Георге, Володя и Гармаш спустились вниз, чтобы поговорить с рабочими в карьере, а я обошёл холм. На склоне его, противоположном тому, где находился карьер, виднелись слабые следы древнего поселения. Кое–где попадались мелкие фрагменты древней керамики — горшков и других сосудов. Они отличались весьма малой выразительностью — эти обломки серых, лощённых снаружи сосудов, сформованных на гончарном круге. Такие серолощённые сосуды были широко распространены в первые века нашей эры на огромной территории всего Северного и Западного Причерноморья. Всего несколько поселений того времени было открыто до сих нор в Молдавии (в 1953 году), но ни одно из них ещё не раскапывали. А могильники первых веков нашей эры и вообще ещё не встречались и Молдавии. Если человеческие кости, найденные рабочими карьера, — остатки могильника, связанного с этим поселением, то открытие очень важное.

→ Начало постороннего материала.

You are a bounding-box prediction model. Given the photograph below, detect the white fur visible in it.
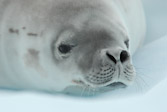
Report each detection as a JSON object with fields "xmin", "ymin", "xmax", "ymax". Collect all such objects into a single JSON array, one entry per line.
[{"xmin": 0, "ymin": 0, "xmax": 146, "ymax": 92}]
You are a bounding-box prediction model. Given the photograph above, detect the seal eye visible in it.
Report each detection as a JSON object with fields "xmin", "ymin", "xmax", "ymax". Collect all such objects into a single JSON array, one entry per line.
[
  {"xmin": 124, "ymin": 40, "xmax": 129, "ymax": 48},
  {"xmin": 58, "ymin": 44, "xmax": 72, "ymax": 54}
]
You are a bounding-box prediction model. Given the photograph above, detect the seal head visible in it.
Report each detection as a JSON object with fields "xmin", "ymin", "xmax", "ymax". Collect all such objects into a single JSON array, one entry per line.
[
  {"xmin": 52, "ymin": 22, "xmax": 135, "ymax": 89},
  {"xmin": 48, "ymin": 0, "xmax": 137, "ymax": 91}
]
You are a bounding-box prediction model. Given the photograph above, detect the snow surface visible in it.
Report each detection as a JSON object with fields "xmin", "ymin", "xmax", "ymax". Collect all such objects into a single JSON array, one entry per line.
[{"xmin": 0, "ymin": 0, "xmax": 167, "ymax": 112}]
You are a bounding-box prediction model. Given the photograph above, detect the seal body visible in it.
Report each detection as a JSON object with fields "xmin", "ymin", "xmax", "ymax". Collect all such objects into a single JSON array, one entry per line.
[{"xmin": 0, "ymin": 0, "xmax": 146, "ymax": 92}]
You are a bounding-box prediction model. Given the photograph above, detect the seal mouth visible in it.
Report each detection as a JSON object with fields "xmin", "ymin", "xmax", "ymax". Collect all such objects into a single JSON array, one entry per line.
[{"xmin": 105, "ymin": 82, "xmax": 127, "ymax": 88}]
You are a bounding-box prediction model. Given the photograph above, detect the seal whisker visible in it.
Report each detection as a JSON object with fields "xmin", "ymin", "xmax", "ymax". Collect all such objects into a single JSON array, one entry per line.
[
  {"xmin": 123, "ymin": 71, "xmax": 132, "ymax": 77},
  {"xmin": 125, "ymin": 71, "xmax": 134, "ymax": 75},
  {"xmin": 133, "ymin": 74, "xmax": 150, "ymax": 93},
  {"xmin": 134, "ymin": 77, "xmax": 144, "ymax": 93},
  {"xmin": 125, "ymin": 76, "xmax": 132, "ymax": 81},
  {"xmin": 135, "ymin": 67, "xmax": 154, "ymax": 81},
  {"xmin": 93, "ymin": 88, "xmax": 98, "ymax": 96},
  {"xmin": 87, "ymin": 87, "xmax": 91, "ymax": 96},
  {"xmin": 125, "ymin": 68, "xmax": 134, "ymax": 74},
  {"xmin": 80, "ymin": 86, "xmax": 87, "ymax": 97},
  {"xmin": 135, "ymin": 71, "xmax": 150, "ymax": 88}
]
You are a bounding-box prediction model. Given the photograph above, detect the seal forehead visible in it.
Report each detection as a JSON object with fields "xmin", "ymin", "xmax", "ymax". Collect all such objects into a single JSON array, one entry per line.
[
  {"xmin": 48, "ymin": 0, "xmax": 111, "ymax": 31},
  {"xmin": 75, "ymin": 29, "xmax": 115, "ymax": 50}
]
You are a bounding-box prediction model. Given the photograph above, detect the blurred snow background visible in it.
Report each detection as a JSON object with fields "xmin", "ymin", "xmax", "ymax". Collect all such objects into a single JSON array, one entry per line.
[
  {"xmin": 143, "ymin": 0, "xmax": 167, "ymax": 44},
  {"xmin": 0, "ymin": 0, "xmax": 167, "ymax": 112}
]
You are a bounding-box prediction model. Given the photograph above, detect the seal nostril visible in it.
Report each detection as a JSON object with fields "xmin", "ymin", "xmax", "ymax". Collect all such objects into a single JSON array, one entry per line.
[
  {"xmin": 106, "ymin": 52, "xmax": 117, "ymax": 64},
  {"xmin": 120, "ymin": 50, "xmax": 129, "ymax": 63}
]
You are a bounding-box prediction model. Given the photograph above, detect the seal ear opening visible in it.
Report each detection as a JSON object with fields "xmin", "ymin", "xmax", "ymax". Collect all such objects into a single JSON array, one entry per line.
[{"xmin": 124, "ymin": 39, "xmax": 129, "ymax": 48}]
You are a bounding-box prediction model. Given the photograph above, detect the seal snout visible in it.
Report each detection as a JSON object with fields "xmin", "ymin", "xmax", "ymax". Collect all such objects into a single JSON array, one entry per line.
[
  {"xmin": 106, "ymin": 50, "xmax": 130, "ymax": 64},
  {"xmin": 83, "ymin": 48, "xmax": 135, "ymax": 88}
]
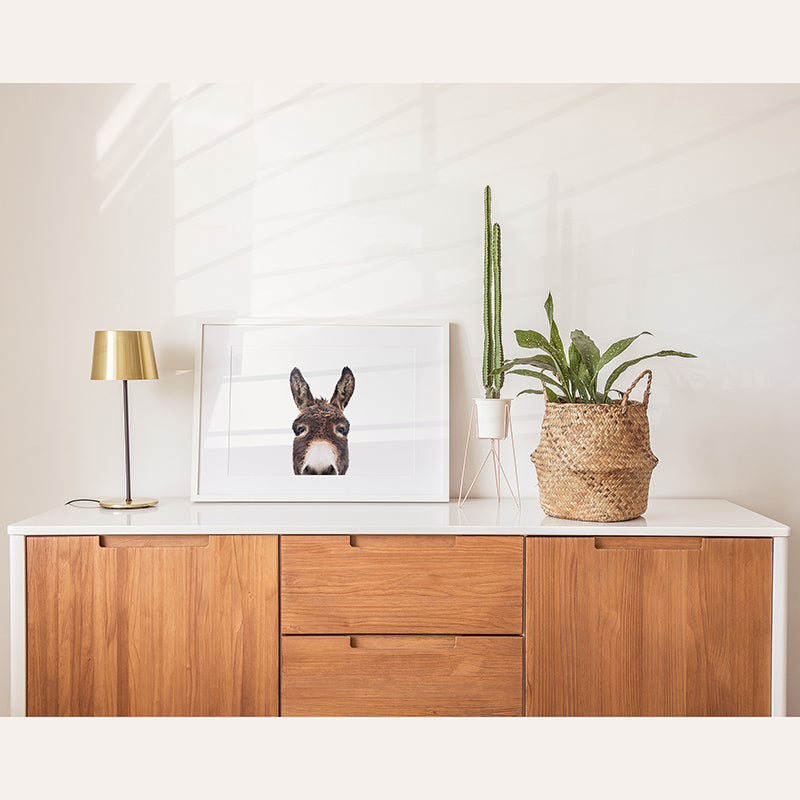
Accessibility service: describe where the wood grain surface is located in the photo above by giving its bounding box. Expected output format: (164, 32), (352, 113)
(281, 634), (523, 716)
(26, 535), (279, 716)
(280, 535), (524, 634)
(526, 536), (773, 716)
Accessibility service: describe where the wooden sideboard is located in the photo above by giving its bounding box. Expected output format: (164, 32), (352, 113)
(8, 499), (789, 717)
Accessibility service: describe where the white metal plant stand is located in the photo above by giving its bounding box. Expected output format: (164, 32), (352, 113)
(458, 401), (520, 508)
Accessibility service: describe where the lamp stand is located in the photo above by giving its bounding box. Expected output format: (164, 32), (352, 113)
(99, 380), (158, 509)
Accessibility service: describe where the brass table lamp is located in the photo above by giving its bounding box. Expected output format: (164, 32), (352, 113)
(91, 330), (159, 509)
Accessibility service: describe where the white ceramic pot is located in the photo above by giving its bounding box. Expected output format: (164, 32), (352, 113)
(473, 397), (512, 440)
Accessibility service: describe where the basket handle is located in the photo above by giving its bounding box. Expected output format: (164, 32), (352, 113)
(620, 369), (652, 412)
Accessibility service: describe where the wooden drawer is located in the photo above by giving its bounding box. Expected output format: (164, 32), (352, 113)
(280, 535), (523, 634)
(281, 635), (523, 716)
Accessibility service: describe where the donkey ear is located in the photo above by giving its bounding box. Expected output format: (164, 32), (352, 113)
(290, 367), (313, 410)
(331, 366), (355, 409)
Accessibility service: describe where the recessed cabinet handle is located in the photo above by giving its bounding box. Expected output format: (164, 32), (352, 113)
(348, 535), (456, 549)
(349, 636), (458, 650)
(594, 536), (703, 550)
(99, 535), (211, 548)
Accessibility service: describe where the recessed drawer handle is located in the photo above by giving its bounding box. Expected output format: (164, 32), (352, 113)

Мои размышления прервали Георге и Володя. Георге подробно расспросил рабочих и на основании их рассказов уже сделал на листке, вырванном из планшета, схематический чертёж того, что они нашли. На глубине полутора метров с вытянутыми руками и ногами лежал человеческий скелет. У ног его стоял горшок, у правой руки находилась железная сабля. Так рассказали рабочие. Георге совершенно правильно решил, что это — древнее погребение и что здесь должен находиться могильник.

Володя после долгих раздумий произнёс только одно слово:

— Язычник.

Что же, и это правильно. Если вместе с умершим положили саблю и горшок, значит, это погребение языческое: христианская церковь запрещала хоронить людей с вещами.

Георге выкопал и упаковал человеческие кости, выброшенные рабочими на откос. После этого мы с ним и с Володей отправились к школьному учителю, который взял себе на сохранение горшок и саблю, а Гармаш пошёл договариваться насчёт обеда. Учитель, который и сообщил в Академию наук о находке, очень обрадовался нам и выложил найденные вещи на стол. То, что рабочие называли саблей, оказалось длинным и узким железным мечом с прямым перекрестьем рукоятки, а горшок — невысоким одноручным кувшином, покрытым вертикальными линиями лощения на плечиках.

Георге радостно закричал:

— Погребение сарматского воина второго–третьего века нашей эры!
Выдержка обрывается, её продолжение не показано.